Даже в греческом языке мы не отыщем термина, не отклоненного в мифологизированную сторону. Хотя в случае с kydos взаимность насилия и имеется в виду, но в контексте, напоминающем о насилии поединка или турнира. Мы видим ничтожность ставки, и мы можем счесть, что борьба, сколь угодно рискованная, – всего лишь препровождение времени, что она затрагивает протагонистов лишь внешне.

Чтобы исправить это впечатление, нужно обратиться к другим терминам – тоже отчасти мифологизированным, но иным образом. Thymos, например, значит «душа», «дух», «гнев» (ср. гнев Эдипа). У thymos, вроде бы, нет ничего общего с kydos, кроме той черты, которую скорее всего сочтут очень второстепенной, а именно – его чередующийся характер. Человек то обладает thymos’ом и проявляет неодолимую активность, то, напротив, его лишен и подавлен, беспокоен.
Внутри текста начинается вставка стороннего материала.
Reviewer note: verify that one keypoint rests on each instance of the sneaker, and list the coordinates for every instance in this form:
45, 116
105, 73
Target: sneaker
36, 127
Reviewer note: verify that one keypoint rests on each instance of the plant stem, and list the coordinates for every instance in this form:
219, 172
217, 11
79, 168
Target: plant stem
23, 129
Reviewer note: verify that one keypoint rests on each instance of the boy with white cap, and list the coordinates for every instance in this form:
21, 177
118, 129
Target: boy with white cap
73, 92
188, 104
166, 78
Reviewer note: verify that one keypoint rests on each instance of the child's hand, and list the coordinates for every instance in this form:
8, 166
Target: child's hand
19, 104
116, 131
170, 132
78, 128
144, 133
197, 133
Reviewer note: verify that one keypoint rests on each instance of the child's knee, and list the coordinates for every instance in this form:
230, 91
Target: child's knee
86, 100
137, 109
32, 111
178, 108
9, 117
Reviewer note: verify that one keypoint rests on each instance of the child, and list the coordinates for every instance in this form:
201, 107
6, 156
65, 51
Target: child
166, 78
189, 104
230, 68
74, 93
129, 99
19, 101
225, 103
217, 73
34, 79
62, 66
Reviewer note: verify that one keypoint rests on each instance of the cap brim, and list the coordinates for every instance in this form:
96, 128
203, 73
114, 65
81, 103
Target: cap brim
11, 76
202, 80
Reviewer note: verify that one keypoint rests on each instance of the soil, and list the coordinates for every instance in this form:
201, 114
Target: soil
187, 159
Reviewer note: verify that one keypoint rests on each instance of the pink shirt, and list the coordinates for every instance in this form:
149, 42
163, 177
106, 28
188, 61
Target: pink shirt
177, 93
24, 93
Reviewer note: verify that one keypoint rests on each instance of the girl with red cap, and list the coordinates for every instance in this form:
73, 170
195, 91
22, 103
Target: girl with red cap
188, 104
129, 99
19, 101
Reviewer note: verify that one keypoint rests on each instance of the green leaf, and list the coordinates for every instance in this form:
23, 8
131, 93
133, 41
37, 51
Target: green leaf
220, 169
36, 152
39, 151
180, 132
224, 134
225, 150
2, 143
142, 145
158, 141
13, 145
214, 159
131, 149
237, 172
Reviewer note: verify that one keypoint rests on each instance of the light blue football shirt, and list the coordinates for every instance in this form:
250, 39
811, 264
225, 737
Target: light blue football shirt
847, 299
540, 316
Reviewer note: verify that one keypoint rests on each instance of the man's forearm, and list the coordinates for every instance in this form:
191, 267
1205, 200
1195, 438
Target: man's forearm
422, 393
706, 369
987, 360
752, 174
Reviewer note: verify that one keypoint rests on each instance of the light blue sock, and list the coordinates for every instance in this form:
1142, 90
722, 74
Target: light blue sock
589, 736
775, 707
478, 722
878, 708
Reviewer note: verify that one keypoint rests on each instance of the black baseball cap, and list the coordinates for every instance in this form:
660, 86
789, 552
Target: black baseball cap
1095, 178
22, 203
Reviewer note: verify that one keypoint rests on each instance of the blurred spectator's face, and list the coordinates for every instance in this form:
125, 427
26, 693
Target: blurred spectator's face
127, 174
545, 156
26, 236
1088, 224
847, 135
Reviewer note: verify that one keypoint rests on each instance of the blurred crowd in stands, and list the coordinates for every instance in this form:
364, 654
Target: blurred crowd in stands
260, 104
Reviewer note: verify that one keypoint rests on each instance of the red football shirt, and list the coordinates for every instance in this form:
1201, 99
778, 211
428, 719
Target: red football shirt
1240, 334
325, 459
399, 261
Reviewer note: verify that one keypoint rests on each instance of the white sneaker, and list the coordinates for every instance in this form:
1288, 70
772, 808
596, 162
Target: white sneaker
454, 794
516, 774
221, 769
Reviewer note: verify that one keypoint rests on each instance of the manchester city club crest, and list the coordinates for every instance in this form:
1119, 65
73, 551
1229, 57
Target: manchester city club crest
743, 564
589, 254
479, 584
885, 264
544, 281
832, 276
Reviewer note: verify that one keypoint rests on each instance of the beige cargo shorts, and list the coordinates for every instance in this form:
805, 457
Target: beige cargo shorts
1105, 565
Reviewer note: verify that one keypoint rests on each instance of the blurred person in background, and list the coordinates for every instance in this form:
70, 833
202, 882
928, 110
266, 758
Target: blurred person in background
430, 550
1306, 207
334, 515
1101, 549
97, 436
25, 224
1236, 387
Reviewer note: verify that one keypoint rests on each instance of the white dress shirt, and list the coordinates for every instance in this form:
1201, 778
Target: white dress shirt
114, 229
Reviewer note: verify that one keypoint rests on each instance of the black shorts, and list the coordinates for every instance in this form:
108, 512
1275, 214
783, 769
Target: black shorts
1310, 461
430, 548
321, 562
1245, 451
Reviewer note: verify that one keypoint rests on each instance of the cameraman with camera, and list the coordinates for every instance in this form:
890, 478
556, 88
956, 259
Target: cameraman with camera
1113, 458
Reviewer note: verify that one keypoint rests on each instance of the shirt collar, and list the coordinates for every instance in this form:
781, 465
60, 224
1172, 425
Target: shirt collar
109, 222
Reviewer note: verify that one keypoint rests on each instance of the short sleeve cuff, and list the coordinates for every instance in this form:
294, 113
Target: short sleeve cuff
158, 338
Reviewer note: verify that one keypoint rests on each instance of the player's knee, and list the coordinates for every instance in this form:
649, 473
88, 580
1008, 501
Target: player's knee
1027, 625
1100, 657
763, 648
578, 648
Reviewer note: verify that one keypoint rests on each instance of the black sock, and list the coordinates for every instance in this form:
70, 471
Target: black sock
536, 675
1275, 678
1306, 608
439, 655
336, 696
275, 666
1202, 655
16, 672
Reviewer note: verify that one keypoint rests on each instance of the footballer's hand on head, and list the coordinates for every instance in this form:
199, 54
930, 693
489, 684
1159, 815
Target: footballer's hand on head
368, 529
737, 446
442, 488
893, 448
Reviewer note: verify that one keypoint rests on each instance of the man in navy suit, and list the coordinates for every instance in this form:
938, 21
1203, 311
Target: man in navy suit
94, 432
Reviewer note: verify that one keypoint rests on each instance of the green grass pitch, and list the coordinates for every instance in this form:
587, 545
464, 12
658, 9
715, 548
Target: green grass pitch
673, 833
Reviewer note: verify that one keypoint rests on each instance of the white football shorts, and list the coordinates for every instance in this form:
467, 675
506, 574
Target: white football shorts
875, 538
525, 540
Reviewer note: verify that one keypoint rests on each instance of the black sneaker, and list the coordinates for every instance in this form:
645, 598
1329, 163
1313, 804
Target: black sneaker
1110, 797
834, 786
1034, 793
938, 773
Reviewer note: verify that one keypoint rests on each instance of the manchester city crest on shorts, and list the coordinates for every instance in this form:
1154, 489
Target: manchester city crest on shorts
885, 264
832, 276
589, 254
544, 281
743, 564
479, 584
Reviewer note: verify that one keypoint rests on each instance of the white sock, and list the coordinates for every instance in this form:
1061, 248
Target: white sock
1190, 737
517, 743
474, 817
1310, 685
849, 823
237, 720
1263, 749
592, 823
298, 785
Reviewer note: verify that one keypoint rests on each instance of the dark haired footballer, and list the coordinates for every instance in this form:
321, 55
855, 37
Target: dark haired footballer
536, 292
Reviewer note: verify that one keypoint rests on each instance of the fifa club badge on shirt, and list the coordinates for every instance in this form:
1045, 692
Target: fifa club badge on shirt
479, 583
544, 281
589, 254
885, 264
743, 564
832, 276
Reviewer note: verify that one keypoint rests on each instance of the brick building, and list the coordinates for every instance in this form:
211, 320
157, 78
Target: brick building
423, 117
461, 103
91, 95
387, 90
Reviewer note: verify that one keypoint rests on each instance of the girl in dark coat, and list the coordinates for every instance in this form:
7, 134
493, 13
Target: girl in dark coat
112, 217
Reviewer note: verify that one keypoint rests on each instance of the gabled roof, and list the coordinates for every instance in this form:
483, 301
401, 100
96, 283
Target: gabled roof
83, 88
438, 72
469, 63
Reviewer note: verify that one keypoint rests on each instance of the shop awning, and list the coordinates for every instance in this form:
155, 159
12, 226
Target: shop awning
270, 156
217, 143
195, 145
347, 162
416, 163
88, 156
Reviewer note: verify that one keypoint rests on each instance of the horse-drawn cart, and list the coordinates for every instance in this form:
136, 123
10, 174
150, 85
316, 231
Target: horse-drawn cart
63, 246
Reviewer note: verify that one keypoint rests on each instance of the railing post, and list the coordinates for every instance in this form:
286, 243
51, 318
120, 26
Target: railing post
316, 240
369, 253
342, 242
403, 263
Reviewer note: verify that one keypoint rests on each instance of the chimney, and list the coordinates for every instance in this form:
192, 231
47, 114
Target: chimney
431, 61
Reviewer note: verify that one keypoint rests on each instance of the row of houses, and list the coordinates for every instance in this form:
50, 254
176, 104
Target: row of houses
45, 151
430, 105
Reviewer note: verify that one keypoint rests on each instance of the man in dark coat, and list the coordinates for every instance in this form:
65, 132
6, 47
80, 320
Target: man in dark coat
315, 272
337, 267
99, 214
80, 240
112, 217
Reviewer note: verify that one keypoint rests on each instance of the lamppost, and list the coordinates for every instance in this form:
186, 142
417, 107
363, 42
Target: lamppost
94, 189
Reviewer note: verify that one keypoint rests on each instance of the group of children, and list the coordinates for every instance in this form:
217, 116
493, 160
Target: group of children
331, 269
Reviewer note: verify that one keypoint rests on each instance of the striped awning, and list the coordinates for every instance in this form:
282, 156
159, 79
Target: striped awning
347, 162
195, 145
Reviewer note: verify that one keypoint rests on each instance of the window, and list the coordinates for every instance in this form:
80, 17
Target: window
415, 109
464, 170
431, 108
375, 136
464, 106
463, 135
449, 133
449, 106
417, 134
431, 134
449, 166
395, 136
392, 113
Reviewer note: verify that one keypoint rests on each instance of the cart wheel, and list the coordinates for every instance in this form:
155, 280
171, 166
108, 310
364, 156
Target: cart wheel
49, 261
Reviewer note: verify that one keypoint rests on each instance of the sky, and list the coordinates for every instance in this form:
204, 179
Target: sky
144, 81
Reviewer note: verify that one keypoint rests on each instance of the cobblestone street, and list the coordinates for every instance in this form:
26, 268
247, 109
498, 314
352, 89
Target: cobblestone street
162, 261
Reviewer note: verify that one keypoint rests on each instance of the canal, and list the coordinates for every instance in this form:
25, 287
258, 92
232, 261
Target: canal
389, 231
Thymos происходит от thyein – глагола, означающего «воскурять», «приносить жертву», а также «пускать в ход насилие», «неистовствовать».

Thymos приходит и уходит по прихоти насилия, обозначенного глаголом thyein. Kydos и thymos фактически – всего лишь две разных – и равно частичных – точки зрения на одно и то же отношение. Таким образом, антагонисты сражаются не за какой-то спортивный приз, не за какое-то фальшивое божество – каждый уподобляет чужому насилию свою душу, дыхание жизни, само бытие, благодаря тому, что миметические желания столкнутся на одном и том же объекте.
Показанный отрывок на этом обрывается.